L'hypothèse que je soumets dans le livre est que les patients doivent payer.  

 

Vous proposez effectivement de revenir sur la gratuité, en ne prenant en charge qu'un panier de soins, pouvez-vous développer cette idée ? 

Nous sommes le pays au monde où le reste à charge pour les patients est le plus faible. Il est à 6,9% et il n'a fait que baisser depuis 15 ans. De plus en plus de choses sont gratuites et de plus en plus de gens obtiennent la gratuité, soit par le biais de l'ALD, de la CMU ou de l'AME. Je pense qu'il faut changer le système. La quasi-gratuité des soins devient contre-productive. Elle était justifiée à une époque où les gens mourraient jeunes, où il y avait une population active beaucoup plus large que les retraités et où les traitements n'étaient pas coûteux.  

Aujourd'hui les gens passent autant de temps en retraite qu'en activité, ils réchappent à la quasi-totalité des maladies, y compris les cancers et les infarctus, et leurs traitements sont de plus en plus coûteux.  

Sur le plan purement économique, je pense que ce n'est plus tenable d'assumer cette quasi-gratuité. Et sur le plan des mentalités, je pense que ça n'est pas souhaitable non plus, dans la mesure où les gens ont acquis la garantie que tout leur était dû. Je pense que c'est ce qui génère des abus et des mauvais comportements.  

Qu'est-ce qui serait pris en charge ? 

Le panier qui est pris en ALD aujourd'hui serait élargi aux soins de prévention comme les vaccins par exemple et serait remboursé à 100%. Le reste serait à la charge des assurés ou des complémentaires. C'est déjà, plus ou moins, le modèle allemand.  

 

Et ces économies générées permettraient d'investir sur l'hôpital… 

Cela permettrait de faire des économies considérables qui permettraient de rénover les hôpitaux et de mieux payer les médecins et les paramédicaux. Chez nous les soignants sont assez mal payés par rapport aux autre pays développés. Et cela permettrait de responsabiliser les gens. La santé a un coût. Il n'est pas normal qu'une proportion aussi large de la population ait accès à tout sans rien payer. Je considère que la CMU est une injustice. Il y a des millions de gens qui ne payent rien pour être soignés, qui peuvent consulter quatre personnes la même semaine en étant totalement pris en charge. De l'autre côté, il y a les personnes qui ont un petit salaire ou une petite retraite mais qui ne rentrent pas dans la case de la CMU. Eux auront un reste à charge, certes faible, mais néanmoins présent.

 

Supprimer la gratuité risquerait de créer des inégalités de soins entre pauvres et riches… 
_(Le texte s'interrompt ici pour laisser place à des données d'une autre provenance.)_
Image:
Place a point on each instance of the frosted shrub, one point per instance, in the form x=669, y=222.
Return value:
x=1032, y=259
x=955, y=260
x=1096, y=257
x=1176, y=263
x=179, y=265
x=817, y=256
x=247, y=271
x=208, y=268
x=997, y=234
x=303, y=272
On est déjà sur un système inégalitaire puisqu'il y a des gens qui payent et d'autre pour qui tout est gratuit. Il y a des gens qui ne déclarent pas leurs revenus et qui ne payent rien. D'autant qu'il n'y a pas de contrôle. J'ai conscience que ce que je dis peut passer pour quelque chose d'antisocial, mais la plupart de mes collègues le pensent. C'est la vraie vie. Bien entendu la majorité des gens en CMU ont peu de moyens, mais c'est une injustice faite à ceux qui ont à peine plus mais qui ne rentrent pas dans la case.  

Je propose donc un système pris en charge à 100% pour tout le monde pour ce qui est des soins fondamentaux. Pour les soins légers, on paye.

Vous évoquez la nécessité d'augmenter les salaires des soignants mais en échange vous estimez qu'il faudra travailler plus. Les soignants sont pourtant à bout de souffle… 

Non ce n'est pas vrai. Les soignants en France sont mal payés, mais ils sont aussi parmi ceux qui travaillent le moins En nombre d'heures à l'année, on travaille moins que nos collègues allemands, italiens, espagnols… Ce qui est vrai c'est de dire que certains soignants sont obligés de faire des heures supplémentaires, sont rappelés le week-end ou sur leurs jours de repos pour pallier les absences des autres. C'est vrai, mais c'est une petite proportion. 80 ou 90% des soignants sont aux 35 heures et pour les équipes de nuit c'est 33 heures. Ils sont très confortables. Il faut faire une nuance. Je n'ai rien contre les soignants. Je les défends. Je considère qu'ils ne sont pas assez bien payés, qu'ils ont des conditions de travail difficiles et que les patients leur manquent de respect. Mais en contre partie d'une amélioration de leurs conditions de travail et de leurs salaires, ils doivent travailler plus.  

Les 35 heures ont ruiné l'hôpital. Cela a créé de la pénurie de personnel. Quand les 35 heures ont été instaurées, les hôpitaux étaient déjà déficitaires. Tout le monde savait qu'on n'embaucherait pas. Si aujourd'hui on passait de 35 à 39 heures, je pense qu'il n'y aurait plus de manque de personnels dans les hôpitaux. Il faut être simple. Ça n'est pas la peine d'élaborer des grands mécanismes complexes. Payer mieux les gens, oui. Mais qu'ils travaillent plus.  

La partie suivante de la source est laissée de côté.